Dit om te voorkomen dat historische schepen op een willekeurige plek afmeren. Het wordt zonder nadere beperkingen met inachtneming van de wettelijke regelingen aan de

betreffende gemeente overgelaten om ligplaatsen aan te wijzen voor geregistreerde varende monumenten.

C Havens en aanlegplaatsen bij andere vaartuigen en voorwerpen

Artikel 19 Verbod

Havens en aanlegplaatsen op bepaalde locaties kunnen - evenals de woonschepen,

vaartuigen en voorwerpen zelf - de door de verordening beschermde belangen aantasten.
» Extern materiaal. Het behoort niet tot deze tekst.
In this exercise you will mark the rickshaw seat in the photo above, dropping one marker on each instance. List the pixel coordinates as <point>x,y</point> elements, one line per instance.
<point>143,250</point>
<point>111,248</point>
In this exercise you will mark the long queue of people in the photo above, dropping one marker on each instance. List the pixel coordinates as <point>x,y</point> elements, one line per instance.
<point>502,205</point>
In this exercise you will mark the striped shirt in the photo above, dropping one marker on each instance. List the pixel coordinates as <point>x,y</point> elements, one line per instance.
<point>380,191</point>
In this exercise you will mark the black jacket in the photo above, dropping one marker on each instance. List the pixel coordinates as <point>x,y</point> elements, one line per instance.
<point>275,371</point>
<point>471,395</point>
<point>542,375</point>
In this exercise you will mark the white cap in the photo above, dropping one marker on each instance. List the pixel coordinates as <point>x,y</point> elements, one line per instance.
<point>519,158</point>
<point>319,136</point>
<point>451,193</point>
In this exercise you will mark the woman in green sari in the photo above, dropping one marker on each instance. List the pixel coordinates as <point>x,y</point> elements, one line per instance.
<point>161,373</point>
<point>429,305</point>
Indien er ruimte is om ontheffing te verlenen, kan door middel van de

ontheffingsvoorschriften de inpassing in het landschap worden geregeld. In dit verbod worden de voorzieningen die noodzakelijk zijn voor de aanleg van havens en aanleg- en ligplaatsen aan elkaar gekoppeld. Hiermee wordt voorkomen dat bijvoorbeeld een vissteiger of remmingswerk onder het verbod valt. Voorzieningen, die op een bepaalde locatie in het water worden geplaatst of daarin al aanwezig zijn, kunnen ook de door de verordening te beschermen waarden aantasten. Indien op een bepaalde locatie ontheffing van het afmeerverbod voor een bepaald type woonschip of vaartuig aanvaardbaar is dan moet er gelijktijdig de mogelijkheid zijn om onder voorwaarden ontheffing te kunnen

52 verlenen voor de inrichting en het hebben van de aanlegplaats en het maken en hebben van de daarbij behorende voorzieningen. Afhankelijk van de waarden van het gebied kan het treffen van voorzieningen op de oever tot een minimum worden beperkt.

Artikel 20 Vrijstellingen Lid 1

Zie ook de toelichting bij artikel 18 lid 1.

Lid 2

Deze bepaling maakt het mogelijk om aan een erf een aanlegsteiger te realiseren. Steigers moeten aan bepaalde afmetingenvoorschriften voldoen om te voorkomen dat zij een te grote inbreuk maken op natuur en landschap. Om te voorkomen dat verschillende overheden voor steigers verschillende afmetingenvoorschriften hanteren, is aansluiting gezocht bij de voorschriften die de meeste water- of vaarwegbeheerders stellen voor de betreffende locatie.